処置には、フラップ手術、骨切除術、そして歯周組織の再生を目指す再生療法などが含まれます。これらの手法により、歯周ポケットの深さを縮小し、炎症を抑制、さらには失われた歯周組織の再生を試みます
治療方法
・フラップ手術
歯肉を切開し、歯周ポケット内を十分に視認できる状態にして、根面のクリーニングを徹底的に行います。その後、歯肉を再配置・縫合することで、ポケット深度を縮小し、組織の回復を促進 します

・再生療法
歯周組織が大幅に失われた場合、再生療法が適用されます。

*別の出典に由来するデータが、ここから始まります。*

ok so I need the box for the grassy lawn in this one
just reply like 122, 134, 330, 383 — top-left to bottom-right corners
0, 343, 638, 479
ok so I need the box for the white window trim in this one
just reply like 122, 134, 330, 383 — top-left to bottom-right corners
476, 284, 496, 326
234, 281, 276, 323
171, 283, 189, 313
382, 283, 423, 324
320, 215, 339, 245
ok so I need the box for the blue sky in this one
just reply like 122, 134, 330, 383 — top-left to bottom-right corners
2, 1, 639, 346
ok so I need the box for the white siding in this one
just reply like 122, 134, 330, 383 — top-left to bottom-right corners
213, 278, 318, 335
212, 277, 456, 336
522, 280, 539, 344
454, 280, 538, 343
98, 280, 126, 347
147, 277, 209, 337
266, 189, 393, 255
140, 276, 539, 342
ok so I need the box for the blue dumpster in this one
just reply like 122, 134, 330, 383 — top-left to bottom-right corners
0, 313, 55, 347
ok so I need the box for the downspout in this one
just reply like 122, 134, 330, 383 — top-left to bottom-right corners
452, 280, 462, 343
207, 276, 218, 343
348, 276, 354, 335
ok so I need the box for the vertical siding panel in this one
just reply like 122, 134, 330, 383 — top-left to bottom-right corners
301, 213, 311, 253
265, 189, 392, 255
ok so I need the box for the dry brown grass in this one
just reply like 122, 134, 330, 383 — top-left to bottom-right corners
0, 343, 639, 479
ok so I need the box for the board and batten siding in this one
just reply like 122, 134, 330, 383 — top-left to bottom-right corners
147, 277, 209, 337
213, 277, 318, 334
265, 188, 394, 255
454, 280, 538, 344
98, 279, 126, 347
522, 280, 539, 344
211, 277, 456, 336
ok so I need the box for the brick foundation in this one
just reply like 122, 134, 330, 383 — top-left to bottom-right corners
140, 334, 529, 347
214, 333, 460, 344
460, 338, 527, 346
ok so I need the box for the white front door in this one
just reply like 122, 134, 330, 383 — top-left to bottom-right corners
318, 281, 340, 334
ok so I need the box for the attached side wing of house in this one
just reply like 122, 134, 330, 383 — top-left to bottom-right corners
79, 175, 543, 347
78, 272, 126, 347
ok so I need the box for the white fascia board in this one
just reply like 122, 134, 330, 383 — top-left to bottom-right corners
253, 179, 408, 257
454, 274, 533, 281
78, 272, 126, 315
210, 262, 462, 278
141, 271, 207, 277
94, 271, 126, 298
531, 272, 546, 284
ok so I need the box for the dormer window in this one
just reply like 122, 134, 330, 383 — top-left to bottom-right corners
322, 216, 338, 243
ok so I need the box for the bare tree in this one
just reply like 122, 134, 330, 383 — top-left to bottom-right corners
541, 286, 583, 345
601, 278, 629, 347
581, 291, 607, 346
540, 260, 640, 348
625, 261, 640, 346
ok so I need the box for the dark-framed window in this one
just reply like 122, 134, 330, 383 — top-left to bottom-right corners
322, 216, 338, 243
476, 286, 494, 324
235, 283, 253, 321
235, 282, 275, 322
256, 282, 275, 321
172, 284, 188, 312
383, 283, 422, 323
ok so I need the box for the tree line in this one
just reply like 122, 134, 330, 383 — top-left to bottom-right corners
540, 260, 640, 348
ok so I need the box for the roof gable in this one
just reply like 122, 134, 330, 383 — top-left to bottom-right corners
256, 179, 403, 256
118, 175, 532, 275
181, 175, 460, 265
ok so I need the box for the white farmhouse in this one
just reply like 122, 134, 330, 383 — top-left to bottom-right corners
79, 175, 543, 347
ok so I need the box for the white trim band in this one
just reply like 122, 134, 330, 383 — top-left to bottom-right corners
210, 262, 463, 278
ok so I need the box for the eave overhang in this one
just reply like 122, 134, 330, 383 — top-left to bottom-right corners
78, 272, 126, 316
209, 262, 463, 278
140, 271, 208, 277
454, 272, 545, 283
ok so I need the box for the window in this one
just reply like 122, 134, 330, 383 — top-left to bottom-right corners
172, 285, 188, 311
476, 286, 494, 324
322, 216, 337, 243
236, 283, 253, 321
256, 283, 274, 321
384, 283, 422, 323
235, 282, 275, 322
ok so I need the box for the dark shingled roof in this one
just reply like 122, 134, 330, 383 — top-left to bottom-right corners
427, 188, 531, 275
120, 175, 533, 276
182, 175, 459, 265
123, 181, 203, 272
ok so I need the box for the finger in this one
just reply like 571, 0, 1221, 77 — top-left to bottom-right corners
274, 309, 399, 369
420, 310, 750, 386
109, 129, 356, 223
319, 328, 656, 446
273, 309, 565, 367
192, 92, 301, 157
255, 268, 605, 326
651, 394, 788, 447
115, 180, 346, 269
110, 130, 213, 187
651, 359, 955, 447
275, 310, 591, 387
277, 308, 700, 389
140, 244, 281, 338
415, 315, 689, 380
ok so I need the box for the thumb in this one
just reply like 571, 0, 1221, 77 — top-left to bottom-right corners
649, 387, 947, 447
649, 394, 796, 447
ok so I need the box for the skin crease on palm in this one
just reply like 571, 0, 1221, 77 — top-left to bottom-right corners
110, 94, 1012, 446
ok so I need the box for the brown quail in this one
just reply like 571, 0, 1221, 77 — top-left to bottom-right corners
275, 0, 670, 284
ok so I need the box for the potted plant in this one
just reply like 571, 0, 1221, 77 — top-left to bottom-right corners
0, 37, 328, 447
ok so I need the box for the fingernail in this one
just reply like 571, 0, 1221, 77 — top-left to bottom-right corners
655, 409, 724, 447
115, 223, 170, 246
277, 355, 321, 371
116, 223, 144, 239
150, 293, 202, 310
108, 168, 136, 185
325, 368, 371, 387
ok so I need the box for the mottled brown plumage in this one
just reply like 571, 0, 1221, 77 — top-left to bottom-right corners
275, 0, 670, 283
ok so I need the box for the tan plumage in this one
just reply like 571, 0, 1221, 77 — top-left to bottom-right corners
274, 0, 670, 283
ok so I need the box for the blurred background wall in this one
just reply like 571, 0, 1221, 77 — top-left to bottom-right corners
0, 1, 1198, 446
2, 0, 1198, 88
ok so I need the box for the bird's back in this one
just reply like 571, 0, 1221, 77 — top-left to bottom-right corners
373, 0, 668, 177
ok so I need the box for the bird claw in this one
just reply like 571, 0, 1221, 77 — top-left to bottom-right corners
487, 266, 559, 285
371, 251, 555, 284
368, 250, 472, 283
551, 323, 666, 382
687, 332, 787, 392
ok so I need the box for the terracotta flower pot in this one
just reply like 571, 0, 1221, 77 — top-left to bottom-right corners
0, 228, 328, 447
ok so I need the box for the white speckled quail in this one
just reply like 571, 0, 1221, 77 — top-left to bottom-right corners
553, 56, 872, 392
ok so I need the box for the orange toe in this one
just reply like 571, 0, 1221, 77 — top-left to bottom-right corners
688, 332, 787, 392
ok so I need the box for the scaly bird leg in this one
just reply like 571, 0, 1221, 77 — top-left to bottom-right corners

たとえば、リグロスを使用した誘導療法では、FGF-2と呼ばれる成長因子を用いて、細胞の増殖と組織再生を促します。
治療の効果
歯周外科処置により、以下の効果が期待されます。
・歯周ポケットの縮小
フラップ手術により、歯周ポケットが浅くなります、嫌気性菌の再付着を抑制します。
・炎症の改善
徹底したクリーニングにより、歯肉炎の症状が軽減されます。
・組織再生
再生療法を組み合わせることで、失われた骨や歯周組織の再生が促進され、歯の長期保存につながります
副作用と注意点
歯周外科処置は一般的に安全ですが、以下のような一時的な副作用が報告されています。
・術後の痛みや腫れ
手術直後は局所麻酔が切れた後、痛みや腫れが現れることがありますが、通常は数日以内に軽減します。
・出血
手術中や術後に軽度の出血がみられることがありますが、適切な止血処置により管理されます。
・知覚過敏
歯根面が露出するため、一時的に冷たい飲食物に対して敏感になる場合があります。
これらの症状はほとんどの場合、適切な術後ケアと定期的なフォローアップにより早期に改善されます
再生療法の症例

赤線部分に歯槽骨の吸収を認めるたため、エムドゲインとバイオオスを使用した再生療法を行った。術後8ヶ月後吸収部位のx線不透過像が増しており、歯槽骨の再生していると思われる。

赤線部分に歯槽骨の吸収を認めるたため、エムドゲインとバイオオスを使用した再生療法を行った。術後1年後後吸収部位のx線不透過像が増しており、歯槽骨の再生していると思われる。